1984: una musica in grigio

Interessante ma non del tutto convincente la partitura che Lorin Maazel ha tratto dal romanzo di George Orwell

Lorin Maazel appartiene a quella categoria di direttori d’orchestra che occasionalmente si dedicano anche alla composizione, ed infatti questa sua seconda attività è iniziata in tempi abbastanza recenti, dopo alcuni decenni dedicati esclusivamente alla direzione.


Ripreso alla Scala in prima italiana dopo aver debuttato nel 2005 al Covent Garden, 1984, tratto dall’omonimo romanzo di George Orwell, ha segnato il suo debutto in campo operistico, giungendo dopo una serie di composizioni di natura prettamente orchestrale che lo hanno impegnato negli ultimi lustri.

Per questo nuovo lavoro Maazel si è avvalso della collaborazione di Thomas Meehan e J. D. McClatchy, che sono riusciti a ridurre in maniera estremamente efficace il romanzo originale, realizzando un libretto in cui sia la componente politica, relativa alla figura del Grande Fratello,  che quella sentimentale tra Winston e Julia si mantengono in perfetto equilibrio.

Dal punto di vista musicale si sente come il Maazel compositore debba molto al Maazel direttore: all’interno di una scrittura basata su ampi recitativi di matrice prettamente atonale, si innestano parentesi melodiche che rimandano ad autori otto-novecenteschi (Wagner, Puccini, Debussy, Bernstein, tanto per citarne alcuni). Il risultato è quindi quello di una partitura che, nonostante alcuni momenti indiscutibilmente riusciti e coinvolgenti, quali ad esempio le parti corali del primo atto ed il bellissimo tema d’amore del secondo atto, fatica a trovare uno stile che la caratterizzi e le conferisca una sua personalità.  Forse questa sensazione trova in parte giustificazione anche dal fatto che alla testa dell’orchestra del Teatro alla Scala vi fosse lo stesso autore. È infatti risaputo come lo stile direttoriale di Maazel tenda spesso a scivolare verso un certo grigiore, pertanto è lecito supporre che una sensazione di irrisolutezza e di appiattimento che spesso si riscontrava, in particolare nelle scene più crude e “politiche”, derivasse anche da indicazioni nate in fase di concertazione.

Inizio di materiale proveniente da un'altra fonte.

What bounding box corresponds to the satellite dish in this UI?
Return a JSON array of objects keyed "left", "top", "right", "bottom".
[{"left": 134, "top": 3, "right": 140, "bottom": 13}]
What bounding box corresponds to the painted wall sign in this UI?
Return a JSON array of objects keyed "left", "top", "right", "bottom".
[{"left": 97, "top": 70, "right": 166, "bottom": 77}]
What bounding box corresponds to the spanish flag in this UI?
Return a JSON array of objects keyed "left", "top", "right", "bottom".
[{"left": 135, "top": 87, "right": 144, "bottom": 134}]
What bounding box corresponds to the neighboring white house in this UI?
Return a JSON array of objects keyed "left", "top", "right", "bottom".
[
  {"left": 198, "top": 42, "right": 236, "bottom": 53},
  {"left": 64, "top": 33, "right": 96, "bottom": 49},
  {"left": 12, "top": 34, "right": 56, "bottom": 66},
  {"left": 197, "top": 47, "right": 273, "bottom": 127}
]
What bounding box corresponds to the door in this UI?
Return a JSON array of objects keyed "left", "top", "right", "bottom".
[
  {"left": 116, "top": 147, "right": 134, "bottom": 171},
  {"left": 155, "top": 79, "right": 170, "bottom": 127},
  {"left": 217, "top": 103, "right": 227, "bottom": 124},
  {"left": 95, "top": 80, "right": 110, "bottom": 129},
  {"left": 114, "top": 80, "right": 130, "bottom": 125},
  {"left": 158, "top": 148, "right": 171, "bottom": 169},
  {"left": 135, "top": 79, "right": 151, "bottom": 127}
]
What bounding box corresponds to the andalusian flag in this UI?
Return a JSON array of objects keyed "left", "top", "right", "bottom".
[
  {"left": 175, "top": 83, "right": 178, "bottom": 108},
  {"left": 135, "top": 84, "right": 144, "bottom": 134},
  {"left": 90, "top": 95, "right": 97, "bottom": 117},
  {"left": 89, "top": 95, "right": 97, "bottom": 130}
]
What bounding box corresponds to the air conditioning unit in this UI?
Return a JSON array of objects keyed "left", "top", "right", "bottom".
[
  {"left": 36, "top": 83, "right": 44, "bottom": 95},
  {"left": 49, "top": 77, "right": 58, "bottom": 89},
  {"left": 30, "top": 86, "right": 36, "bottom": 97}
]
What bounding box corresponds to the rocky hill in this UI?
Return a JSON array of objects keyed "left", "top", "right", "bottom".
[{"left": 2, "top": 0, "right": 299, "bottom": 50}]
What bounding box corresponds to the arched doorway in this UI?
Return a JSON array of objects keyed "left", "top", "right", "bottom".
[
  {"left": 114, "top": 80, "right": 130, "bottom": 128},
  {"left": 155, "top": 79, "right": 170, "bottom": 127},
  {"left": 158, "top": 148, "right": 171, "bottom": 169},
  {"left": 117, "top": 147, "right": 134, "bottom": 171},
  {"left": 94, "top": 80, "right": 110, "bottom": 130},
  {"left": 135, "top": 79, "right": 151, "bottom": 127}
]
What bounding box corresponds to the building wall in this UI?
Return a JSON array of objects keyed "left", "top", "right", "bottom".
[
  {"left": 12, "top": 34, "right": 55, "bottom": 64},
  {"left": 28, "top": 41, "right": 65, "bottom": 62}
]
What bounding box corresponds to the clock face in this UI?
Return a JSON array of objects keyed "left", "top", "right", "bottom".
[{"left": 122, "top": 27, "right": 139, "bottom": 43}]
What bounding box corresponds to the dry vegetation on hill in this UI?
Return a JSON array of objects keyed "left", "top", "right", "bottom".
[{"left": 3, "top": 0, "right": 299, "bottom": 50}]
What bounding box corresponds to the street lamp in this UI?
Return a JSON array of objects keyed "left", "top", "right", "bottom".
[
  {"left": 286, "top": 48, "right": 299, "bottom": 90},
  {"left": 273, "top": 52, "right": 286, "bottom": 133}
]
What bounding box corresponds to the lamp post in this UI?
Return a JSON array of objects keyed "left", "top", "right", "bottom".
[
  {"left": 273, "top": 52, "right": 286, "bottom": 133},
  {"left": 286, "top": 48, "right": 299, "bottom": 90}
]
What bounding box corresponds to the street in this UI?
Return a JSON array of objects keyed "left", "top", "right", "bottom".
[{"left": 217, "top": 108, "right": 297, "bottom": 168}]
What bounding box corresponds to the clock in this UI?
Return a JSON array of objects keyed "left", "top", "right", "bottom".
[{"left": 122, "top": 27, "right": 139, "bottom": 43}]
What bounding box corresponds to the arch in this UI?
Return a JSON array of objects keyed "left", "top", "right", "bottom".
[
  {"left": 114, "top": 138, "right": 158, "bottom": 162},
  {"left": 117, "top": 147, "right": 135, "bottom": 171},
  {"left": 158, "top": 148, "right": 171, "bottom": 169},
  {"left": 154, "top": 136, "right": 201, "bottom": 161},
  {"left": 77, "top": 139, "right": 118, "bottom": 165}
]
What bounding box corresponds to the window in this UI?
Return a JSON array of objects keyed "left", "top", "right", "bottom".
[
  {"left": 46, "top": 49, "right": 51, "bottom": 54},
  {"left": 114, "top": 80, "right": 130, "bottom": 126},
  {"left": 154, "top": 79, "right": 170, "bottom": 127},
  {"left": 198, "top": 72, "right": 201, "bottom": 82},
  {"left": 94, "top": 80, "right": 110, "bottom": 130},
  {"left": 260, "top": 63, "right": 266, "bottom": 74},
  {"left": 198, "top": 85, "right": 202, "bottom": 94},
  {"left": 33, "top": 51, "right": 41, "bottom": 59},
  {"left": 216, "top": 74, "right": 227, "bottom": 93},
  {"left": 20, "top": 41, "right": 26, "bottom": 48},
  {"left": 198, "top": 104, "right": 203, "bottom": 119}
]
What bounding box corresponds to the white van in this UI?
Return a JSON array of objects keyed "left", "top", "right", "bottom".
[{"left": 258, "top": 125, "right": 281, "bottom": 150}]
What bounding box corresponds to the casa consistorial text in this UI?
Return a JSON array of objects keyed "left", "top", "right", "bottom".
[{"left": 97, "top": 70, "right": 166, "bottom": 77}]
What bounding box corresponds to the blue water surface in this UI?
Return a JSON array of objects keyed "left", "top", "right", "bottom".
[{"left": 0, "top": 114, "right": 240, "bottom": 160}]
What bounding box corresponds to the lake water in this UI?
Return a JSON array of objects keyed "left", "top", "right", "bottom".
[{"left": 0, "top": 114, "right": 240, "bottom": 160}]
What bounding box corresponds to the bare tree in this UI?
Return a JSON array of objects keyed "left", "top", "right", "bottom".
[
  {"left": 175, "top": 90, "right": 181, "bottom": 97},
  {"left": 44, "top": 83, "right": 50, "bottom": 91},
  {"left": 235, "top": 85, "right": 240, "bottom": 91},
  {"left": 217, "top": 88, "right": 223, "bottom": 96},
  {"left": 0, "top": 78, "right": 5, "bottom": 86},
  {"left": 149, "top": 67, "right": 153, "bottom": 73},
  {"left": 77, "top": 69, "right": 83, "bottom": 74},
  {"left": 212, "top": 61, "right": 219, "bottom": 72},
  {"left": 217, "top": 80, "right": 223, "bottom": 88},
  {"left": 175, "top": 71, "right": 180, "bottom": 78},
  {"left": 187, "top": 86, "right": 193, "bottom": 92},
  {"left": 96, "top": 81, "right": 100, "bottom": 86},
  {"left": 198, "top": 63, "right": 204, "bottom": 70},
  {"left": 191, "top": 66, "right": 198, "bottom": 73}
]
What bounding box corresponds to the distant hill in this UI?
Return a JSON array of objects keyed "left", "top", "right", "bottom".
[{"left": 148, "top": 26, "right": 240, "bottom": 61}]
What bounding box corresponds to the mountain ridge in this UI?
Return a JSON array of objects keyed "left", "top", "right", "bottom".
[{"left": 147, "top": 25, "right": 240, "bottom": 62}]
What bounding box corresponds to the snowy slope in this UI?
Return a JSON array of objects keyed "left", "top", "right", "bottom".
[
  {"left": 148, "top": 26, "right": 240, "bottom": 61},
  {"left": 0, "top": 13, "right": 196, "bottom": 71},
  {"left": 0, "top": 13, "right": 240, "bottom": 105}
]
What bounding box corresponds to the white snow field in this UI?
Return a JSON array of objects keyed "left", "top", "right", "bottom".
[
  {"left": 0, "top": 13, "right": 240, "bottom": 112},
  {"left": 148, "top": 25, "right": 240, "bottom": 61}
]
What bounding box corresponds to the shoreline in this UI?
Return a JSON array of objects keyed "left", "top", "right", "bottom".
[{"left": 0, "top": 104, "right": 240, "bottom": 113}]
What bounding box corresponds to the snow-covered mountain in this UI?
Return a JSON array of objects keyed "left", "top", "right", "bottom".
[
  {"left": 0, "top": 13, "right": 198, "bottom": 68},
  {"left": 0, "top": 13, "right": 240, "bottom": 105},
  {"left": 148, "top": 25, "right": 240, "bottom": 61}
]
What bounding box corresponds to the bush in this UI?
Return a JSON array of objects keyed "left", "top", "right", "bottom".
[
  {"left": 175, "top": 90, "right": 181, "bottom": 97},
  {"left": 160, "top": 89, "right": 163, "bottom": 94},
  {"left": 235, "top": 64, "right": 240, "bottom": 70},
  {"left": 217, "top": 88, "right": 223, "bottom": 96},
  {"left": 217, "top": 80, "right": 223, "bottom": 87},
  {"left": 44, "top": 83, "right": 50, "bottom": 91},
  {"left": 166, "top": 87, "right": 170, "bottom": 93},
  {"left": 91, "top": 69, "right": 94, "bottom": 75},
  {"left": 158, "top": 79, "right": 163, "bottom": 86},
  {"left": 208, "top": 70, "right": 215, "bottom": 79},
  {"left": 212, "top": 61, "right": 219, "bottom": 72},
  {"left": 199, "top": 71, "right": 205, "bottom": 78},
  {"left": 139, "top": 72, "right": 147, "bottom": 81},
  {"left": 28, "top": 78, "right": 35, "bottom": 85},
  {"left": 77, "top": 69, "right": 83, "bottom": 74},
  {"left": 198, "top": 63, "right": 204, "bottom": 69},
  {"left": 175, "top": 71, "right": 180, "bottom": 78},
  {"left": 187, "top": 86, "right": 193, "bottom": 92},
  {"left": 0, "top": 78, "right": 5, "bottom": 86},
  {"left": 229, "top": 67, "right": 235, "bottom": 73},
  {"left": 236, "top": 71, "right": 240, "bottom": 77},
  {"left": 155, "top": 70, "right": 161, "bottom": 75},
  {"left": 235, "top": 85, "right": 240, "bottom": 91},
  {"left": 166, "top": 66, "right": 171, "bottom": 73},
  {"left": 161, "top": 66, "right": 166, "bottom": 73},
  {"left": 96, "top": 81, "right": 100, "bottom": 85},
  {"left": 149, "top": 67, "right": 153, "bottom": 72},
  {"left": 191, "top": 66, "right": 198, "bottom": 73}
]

Decisamente in parte invece i cantanti, dall’ottimo Ian Greenlaw nel ruolo di Winston all’efficace Julia di Nancy Gustafson, che aveva peraltro tenuto il ruolo a battesimo a Londra nel 2005. Da segnalare inoltre Jeremy Whyte (Parsons), Peter Tantsits (Syme) e Richard Margison (O’Brien) e l’inquietante voce registrata di Jeremy Irons nel ruolo del Grande Fratello.

Discorso a parte merita la straordinaria regia di Robert Lepage. L’artista canadese, in perfetta simbiosi con lo scenografo Carl Fillion, la costumista Yasmina Giguère e il lighting designer Michel Beaulieu ha creato uno spettacolo ricchissimo di idee e di momenti di grande suggestione, che hanno contribuito a mantenere viva la tensione per tutte le tre ore di durata dell’opera. Innumerevoli sarebbero i passaggi da citare, ma sicuramente il punto più riuscito è la scena della tortura del terzo atto: realizzata con tale abilità che paradossalmente ho avuto la sensazione non di assistere alla regia di un’opera ma al contrario ad una rappresentazione in cui la musica fungeva solo da efficace commento sonoro.

Il pubblico della Scala, nonostante la scarsa abitudine a proposte di questo tipo e la discreta percentuale di abbandoni ad ogni intervallo, ha dimostrato un certo apprezzamento, tributando applausi convinti a tutto il cast.